The first half was spent mostly in Aston Villa’s end. Aston Villa’s 4-4-1-1 formation was ineffective at generating offensive chances, and Arsenal’s brilliant passing regimen within Manager Arsene Wenger’s favored 4-2-3-1 form was in full effect. Wingers Andrey Arshavin and Samir Nasri were adept at getting the ball in open space and delivering crosses in towards striker Marouane Chamakh.

The scoring opened as Arshavin took advantage of a midfield mistake, and at the edge of the area cut back towards the center of the pitch. He rifled a shot through center-back James Collins’ legs and into the goal. Minutes later, Chamakh headed on goal a perfect cross from right fullback Bacary Sagna, and only a quick Friedel right hand kept it out. The ensuing corner kick by Arshavin was delivered to the far edge of the area, and Nasri volleyed the ball off the turf and past Friedel for a 2-0 lead at the half.

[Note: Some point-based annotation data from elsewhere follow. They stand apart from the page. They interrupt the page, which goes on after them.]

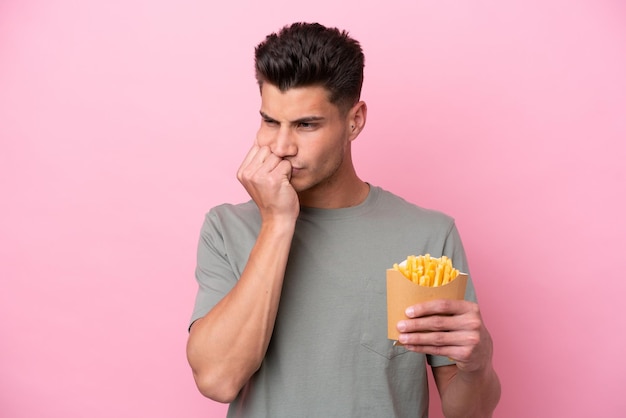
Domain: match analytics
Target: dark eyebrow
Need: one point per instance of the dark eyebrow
(306, 119)
(267, 118)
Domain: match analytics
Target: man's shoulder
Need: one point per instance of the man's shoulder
(402, 206)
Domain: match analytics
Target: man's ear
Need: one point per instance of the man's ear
(356, 119)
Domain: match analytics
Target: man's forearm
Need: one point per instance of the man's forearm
(228, 344)
(474, 394)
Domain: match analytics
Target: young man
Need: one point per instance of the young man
(290, 316)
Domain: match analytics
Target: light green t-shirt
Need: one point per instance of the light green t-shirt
(329, 355)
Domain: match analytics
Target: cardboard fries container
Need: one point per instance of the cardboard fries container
(402, 293)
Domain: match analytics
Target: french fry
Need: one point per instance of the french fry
(425, 270)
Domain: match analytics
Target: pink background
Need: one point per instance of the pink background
(123, 122)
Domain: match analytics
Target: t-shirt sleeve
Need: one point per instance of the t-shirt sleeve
(453, 248)
(214, 272)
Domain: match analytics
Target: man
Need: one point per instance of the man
(290, 316)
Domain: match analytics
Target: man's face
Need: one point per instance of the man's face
(302, 126)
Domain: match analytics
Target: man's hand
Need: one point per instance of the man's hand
(266, 178)
(451, 328)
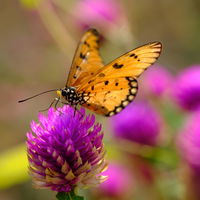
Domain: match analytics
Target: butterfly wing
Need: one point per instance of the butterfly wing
(115, 85)
(87, 60)
(110, 97)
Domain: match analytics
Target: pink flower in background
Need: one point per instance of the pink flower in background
(100, 14)
(119, 181)
(157, 80)
(188, 141)
(139, 122)
(186, 89)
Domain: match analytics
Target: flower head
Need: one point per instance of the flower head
(97, 13)
(157, 80)
(188, 141)
(138, 122)
(119, 181)
(187, 88)
(65, 150)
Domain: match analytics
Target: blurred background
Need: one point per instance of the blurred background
(38, 39)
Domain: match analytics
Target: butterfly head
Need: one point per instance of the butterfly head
(70, 95)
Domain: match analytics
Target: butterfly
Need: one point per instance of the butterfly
(105, 89)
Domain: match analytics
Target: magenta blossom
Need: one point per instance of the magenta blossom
(139, 122)
(65, 150)
(188, 141)
(187, 88)
(97, 13)
(119, 181)
(157, 80)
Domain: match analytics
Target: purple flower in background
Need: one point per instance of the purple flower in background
(157, 80)
(188, 141)
(97, 13)
(187, 88)
(119, 181)
(65, 151)
(139, 122)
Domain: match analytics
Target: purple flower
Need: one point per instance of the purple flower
(157, 80)
(97, 13)
(139, 122)
(65, 150)
(187, 88)
(119, 181)
(188, 141)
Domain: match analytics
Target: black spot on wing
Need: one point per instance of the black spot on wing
(106, 82)
(118, 66)
(133, 85)
(101, 75)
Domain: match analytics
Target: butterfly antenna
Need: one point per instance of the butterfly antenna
(37, 95)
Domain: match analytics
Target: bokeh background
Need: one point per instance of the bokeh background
(38, 39)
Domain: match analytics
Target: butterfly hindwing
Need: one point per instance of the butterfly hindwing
(111, 96)
(87, 60)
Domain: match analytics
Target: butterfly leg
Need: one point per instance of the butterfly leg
(56, 99)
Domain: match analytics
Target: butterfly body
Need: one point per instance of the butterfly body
(70, 96)
(105, 89)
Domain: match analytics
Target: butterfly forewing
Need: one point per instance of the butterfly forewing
(111, 96)
(131, 64)
(108, 89)
(87, 60)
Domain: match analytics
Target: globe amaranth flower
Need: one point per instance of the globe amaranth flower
(188, 141)
(119, 181)
(65, 150)
(157, 80)
(186, 89)
(97, 13)
(139, 122)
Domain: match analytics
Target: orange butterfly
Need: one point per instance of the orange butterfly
(105, 89)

The Villans’ first half attacking philosophy was that of long balls in the direction of Carew, especially from right-back Luke Young. Robert Pires, acquired recently, was rather ineffective in being the bridge between the midfield and Carew, and it was no surprised that he was brought off for more firepower up front. In switching formations to a 4-4-2, Houllier brought in Nathan Delfouneso. He also swapped the wide midfielders, Stewart Downing for Ashley Young. This change brought Young more into the attack on Gael Clichy’s side, which was targeted by Tottenham the week before. With Young leading the team in assists, this would seem to be a sound strategy, and one wonders why it wasn’t tried earlier. By the numbers, Young completed only 9 passes in the first half; in the second half, he completed  twice that number.

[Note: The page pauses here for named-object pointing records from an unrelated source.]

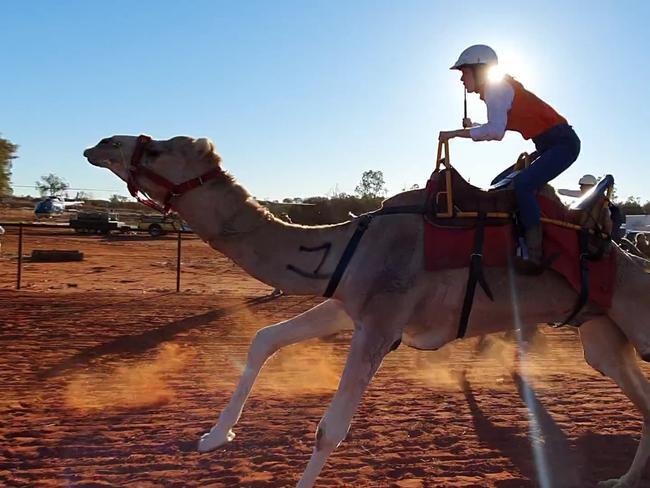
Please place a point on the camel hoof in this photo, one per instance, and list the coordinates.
(214, 439)
(617, 483)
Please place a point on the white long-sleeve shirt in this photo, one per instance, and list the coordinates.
(498, 97)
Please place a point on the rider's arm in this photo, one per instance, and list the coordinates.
(498, 98)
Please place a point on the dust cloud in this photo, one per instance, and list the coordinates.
(128, 386)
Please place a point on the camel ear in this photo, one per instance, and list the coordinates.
(203, 147)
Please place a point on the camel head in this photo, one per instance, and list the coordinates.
(153, 166)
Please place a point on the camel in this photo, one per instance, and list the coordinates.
(385, 297)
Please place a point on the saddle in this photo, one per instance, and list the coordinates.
(453, 202)
(471, 227)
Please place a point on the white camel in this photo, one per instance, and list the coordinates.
(385, 294)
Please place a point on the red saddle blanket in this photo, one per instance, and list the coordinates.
(451, 247)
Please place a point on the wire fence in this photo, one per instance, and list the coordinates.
(33, 253)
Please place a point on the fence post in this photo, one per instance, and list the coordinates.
(20, 255)
(178, 263)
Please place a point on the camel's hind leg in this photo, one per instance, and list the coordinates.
(607, 350)
(367, 351)
(324, 319)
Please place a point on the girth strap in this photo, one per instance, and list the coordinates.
(364, 222)
(475, 276)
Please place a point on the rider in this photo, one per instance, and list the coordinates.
(511, 107)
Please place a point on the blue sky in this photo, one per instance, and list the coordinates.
(302, 97)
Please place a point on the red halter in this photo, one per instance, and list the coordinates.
(173, 190)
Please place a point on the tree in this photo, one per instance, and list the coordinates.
(51, 185)
(372, 185)
(631, 206)
(82, 195)
(116, 200)
(7, 153)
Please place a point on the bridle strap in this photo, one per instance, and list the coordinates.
(173, 190)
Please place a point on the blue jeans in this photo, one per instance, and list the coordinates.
(557, 149)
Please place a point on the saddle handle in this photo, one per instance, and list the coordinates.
(443, 159)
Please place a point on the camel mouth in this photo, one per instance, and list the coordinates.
(95, 161)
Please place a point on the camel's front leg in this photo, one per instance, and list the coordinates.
(324, 319)
(607, 350)
(366, 354)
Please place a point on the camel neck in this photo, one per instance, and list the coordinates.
(298, 259)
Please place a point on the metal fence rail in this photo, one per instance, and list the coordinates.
(38, 225)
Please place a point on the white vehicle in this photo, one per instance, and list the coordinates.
(637, 223)
(53, 205)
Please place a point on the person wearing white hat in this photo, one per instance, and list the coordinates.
(511, 107)
(586, 183)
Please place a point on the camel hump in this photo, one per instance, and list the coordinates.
(448, 186)
(406, 198)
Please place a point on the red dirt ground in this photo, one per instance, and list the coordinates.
(108, 378)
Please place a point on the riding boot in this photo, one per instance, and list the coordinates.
(532, 264)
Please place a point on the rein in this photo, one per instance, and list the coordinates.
(136, 169)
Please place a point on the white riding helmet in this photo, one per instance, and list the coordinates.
(476, 54)
(588, 180)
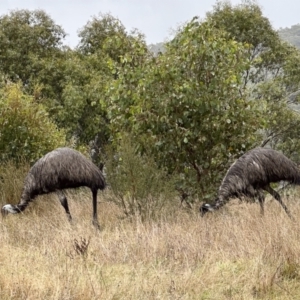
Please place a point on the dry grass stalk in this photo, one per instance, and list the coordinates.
(232, 254)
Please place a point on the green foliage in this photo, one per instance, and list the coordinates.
(184, 106)
(26, 132)
(26, 37)
(291, 35)
(273, 74)
(140, 189)
(12, 180)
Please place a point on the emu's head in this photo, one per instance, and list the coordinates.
(206, 208)
(8, 208)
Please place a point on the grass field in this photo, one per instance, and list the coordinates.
(232, 254)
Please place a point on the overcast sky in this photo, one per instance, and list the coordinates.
(154, 18)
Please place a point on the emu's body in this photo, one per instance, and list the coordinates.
(251, 174)
(60, 169)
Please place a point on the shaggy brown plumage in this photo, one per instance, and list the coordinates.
(59, 169)
(251, 174)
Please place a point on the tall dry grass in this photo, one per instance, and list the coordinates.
(232, 254)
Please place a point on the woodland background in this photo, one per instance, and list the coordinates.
(167, 124)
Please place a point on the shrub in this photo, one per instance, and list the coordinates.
(26, 131)
(138, 186)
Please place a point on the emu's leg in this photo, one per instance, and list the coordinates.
(64, 202)
(261, 200)
(95, 218)
(278, 198)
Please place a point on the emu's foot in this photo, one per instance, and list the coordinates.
(96, 224)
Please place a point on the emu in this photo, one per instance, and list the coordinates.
(59, 169)
(251, 174)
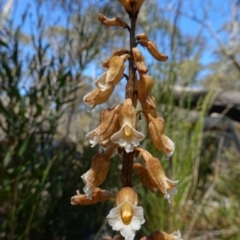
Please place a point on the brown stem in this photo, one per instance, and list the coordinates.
(130, 93)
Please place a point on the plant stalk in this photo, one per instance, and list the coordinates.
(127, 164)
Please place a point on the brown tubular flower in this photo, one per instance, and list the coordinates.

The positive change paid off at first. Off of a deflection, Clark received the ball just inside the area, and he laced a shot past Lukasz Fabianski for 2-1.

Unfortunately for Aston Villa, 5 minutes later Rosicky fed a through ball to Chamakh, who directed the ball under a sliding Friedel’s arm to regain the two goal advantage.

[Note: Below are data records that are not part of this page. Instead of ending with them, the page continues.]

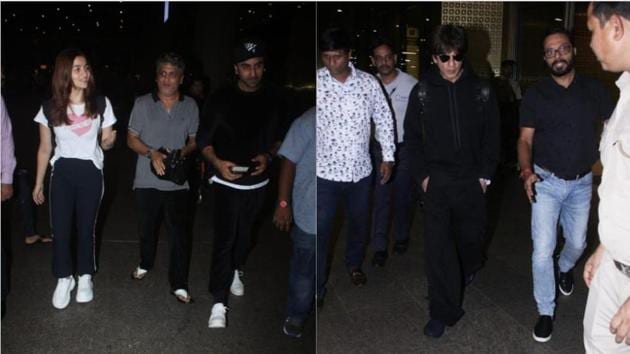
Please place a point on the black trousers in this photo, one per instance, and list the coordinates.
(235, 212)
(454, 227)
(76, 190)
(153, 206)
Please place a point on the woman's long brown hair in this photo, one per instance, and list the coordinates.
(62, 86)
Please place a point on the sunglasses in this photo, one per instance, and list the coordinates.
(445, 57)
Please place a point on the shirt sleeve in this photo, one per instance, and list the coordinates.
(108, 116)
(137, 118)
(8, 149)
(296, 140)
(528, 110)
(194, 122)
(383, 121)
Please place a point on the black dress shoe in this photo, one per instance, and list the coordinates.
(379, 258)
(400, 247)
(358, 277)
(434, 328)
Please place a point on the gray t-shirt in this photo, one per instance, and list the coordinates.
(158, 128)
(299, 147)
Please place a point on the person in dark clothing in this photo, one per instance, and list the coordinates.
(452, 135)
(240, 135)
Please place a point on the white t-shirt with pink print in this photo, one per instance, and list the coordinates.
(79, 140)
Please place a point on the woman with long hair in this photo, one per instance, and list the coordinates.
(81, 124)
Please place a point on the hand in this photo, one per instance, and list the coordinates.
(529, 178)
(592, 264)
(7, 191)
(38, 194)
(225, 169)
(282, 218)
(262, 164)
(157, 160)
(385, 171)
(425, 184)
(107, 142)
(484, 185)
(620, 324)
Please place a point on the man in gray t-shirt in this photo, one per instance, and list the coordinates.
(163, 119)
(297, 179)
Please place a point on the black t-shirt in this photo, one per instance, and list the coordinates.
(565, 120)
(240, 125)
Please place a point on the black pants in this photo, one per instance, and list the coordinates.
(455, 219)
(76, 189)
(150, 205)
(235, 212)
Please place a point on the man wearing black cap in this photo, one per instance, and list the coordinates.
(239, 135)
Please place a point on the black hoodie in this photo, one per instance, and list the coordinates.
(454, 130)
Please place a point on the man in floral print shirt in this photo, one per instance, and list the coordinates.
(348, 100)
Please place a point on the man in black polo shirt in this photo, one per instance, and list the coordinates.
(557, 120)
(241, 130)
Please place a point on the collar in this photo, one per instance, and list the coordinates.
(156, 98)
(623, 81)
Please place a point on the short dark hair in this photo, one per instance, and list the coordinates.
(379, 41)
(170, 58)
(334, 39)
(449, 37)
(603, 10)
(558, 30)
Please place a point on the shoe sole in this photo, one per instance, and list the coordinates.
(237, 293)
(216, 324)
(69, 298)
(540, 339)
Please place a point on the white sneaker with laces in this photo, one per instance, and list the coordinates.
(217, 317)
(237, 288)
(84, 291)
(61, 296)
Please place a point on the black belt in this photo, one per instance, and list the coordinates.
(568, 177)
(623, 268)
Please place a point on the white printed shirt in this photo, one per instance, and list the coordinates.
(344, 111)
(614, 191)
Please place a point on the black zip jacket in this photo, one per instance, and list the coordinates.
(454, 130)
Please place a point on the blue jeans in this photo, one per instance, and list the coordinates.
(401, 186)
(569, 203)
(301, 274)
(356, 199)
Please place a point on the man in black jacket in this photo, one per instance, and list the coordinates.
(452, 135)
(240, 132)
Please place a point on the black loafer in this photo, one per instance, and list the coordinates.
(379, 258)
(358, 277)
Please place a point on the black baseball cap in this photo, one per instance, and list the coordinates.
(247, 49)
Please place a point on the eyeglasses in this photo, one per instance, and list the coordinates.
(445, 57)
(562, 50)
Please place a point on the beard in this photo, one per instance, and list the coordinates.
(561, 71)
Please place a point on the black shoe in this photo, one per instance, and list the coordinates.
(565, 283)
(293, 327)
(543, 329)
(469, 279)
(434, 328)
(358, 277)
(379, 258)
(400, 247)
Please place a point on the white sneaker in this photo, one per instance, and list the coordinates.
(237, 288)
(217, 317)
(84, 291)
(61, 296)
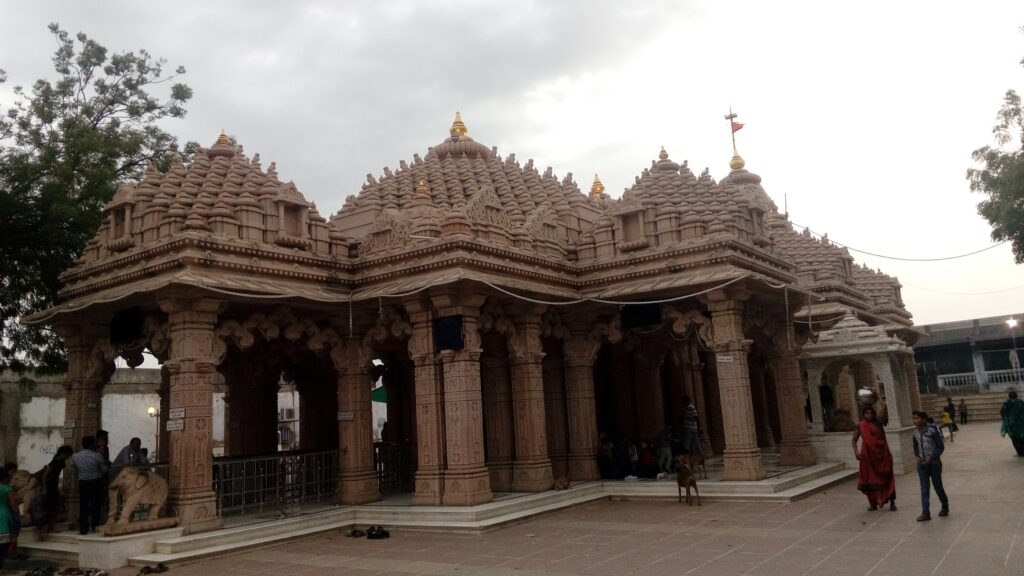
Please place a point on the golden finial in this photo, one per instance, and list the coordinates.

The final adjustment to formation came in the 67th minute as Houllier brought off Carew in favor of a midfielder, Stephen Ireland. To keep the offensive pressure on Arsenal, Ashley Young was moved forward to the vacated striker role. As the game moved into the last 30 minutes, Houllier also brought center back Richard Dunne into more offensive wingback roles.

In the 71st minute, Clark found the net again. Dunne headed  an Ashley Young corner forward just inside the central area. Clark’s headed effort hit the underside of the bar and came down just inside the goal to make it 3-2. As the Villa tried to find the equalizer in the waning moments, youngster Jack Wilshere headed home a perfect setup by Chamakh from 6 yards to close out the scoring 4-2.

This game could have been sewn up more easily had Wenger made his defensive substitutions sooner, say after their 3rd goal. Of course that wouldn’t be Wenger, so you simply accept that his teams are going to leak goals and give teams like the Villans a chance to creep back into matches.

Aston Villa took too much of a defensive approach to start. A direct, disjointed approach in Carew’s direction did not produce. Houllier made adjustments  to get Ashley Young the ball against the left side of the Arsenal defense, and once that started happening, chances opened up for Aston Villa. Unfortunately for Villan fans they were behind 2-0 when those changes commenced.